HighWind

There are many cases where a bit flip might not be overwritten with the correct value the next control scan. E.g. if a filter or timer value is flipped to an out of range value, it can take hours to return to a normal value. Another example are state derived from ‘history’ e.g. incremental encoders or manual toggle buttons.
The only protection against this is a controller with lock-stepping (bit-flip protection), in automation systems this is seen in SIL rated safety systems.

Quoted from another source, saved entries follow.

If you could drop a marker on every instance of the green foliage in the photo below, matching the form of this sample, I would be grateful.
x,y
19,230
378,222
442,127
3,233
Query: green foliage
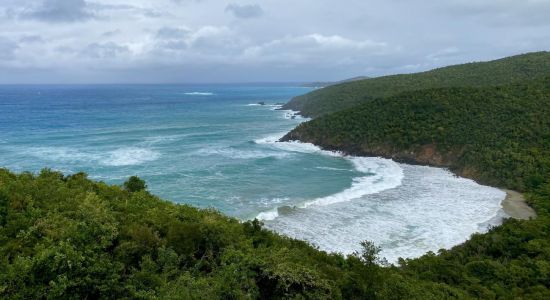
x,y
69,237
496,135
135,184
498,72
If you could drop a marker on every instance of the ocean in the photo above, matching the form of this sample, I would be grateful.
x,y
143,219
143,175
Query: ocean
x,y
215,146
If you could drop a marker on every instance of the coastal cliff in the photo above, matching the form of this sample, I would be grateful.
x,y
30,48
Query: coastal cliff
x,y
495,135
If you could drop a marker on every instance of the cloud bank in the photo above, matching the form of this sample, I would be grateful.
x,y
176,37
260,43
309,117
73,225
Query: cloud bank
x,y
110,41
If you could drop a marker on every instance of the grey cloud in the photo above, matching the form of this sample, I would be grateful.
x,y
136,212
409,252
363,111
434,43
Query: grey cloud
x,y
60,11
31,39
7,49
104,50
212,41
172,33
246,11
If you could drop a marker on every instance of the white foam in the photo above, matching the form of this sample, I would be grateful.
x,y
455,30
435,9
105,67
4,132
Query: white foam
x,y
384,175
241,154
199,94
268,215
430,210
119,157
129,156
381,174
293,146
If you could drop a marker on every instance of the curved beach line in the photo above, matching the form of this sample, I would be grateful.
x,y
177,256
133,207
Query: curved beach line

You need two fail silent computers (Typ. 4 CPU’s).. A fail-silent system is a type of system that either provides the correct service, or provides no service at all. This ensure that an incorrect calculation is newer propagated out of the box.
A fail-silent system can be implemented by having two CPU’s in the same box, usually named COM and MON, COM is commanding, and MON is monitoring.
Inputs are connected to both CPU’s, and MON has inputs check the outputs generated by COM, if they disagree, they fail silent.
https://www.irit.fr/torrents/seminar...8.pdf#page=120

So both Flight Controller A and B, each need a COM and MON CPU. (Or at least a lockstep CPU like TMS570)
Each Flight Controller might have their own AoA sensor, that may differ in values, this in itself might not be a problem.
What is important is when the two Flight Controllers share their AoA values, they agree on what to do with them, or in rare cases one controller fails-silent. Otherwise we have a Byzantine fault.
Adding a 3’rd Flight Controller might improve dispatch reliability, by being able to MEL a Flight Controller.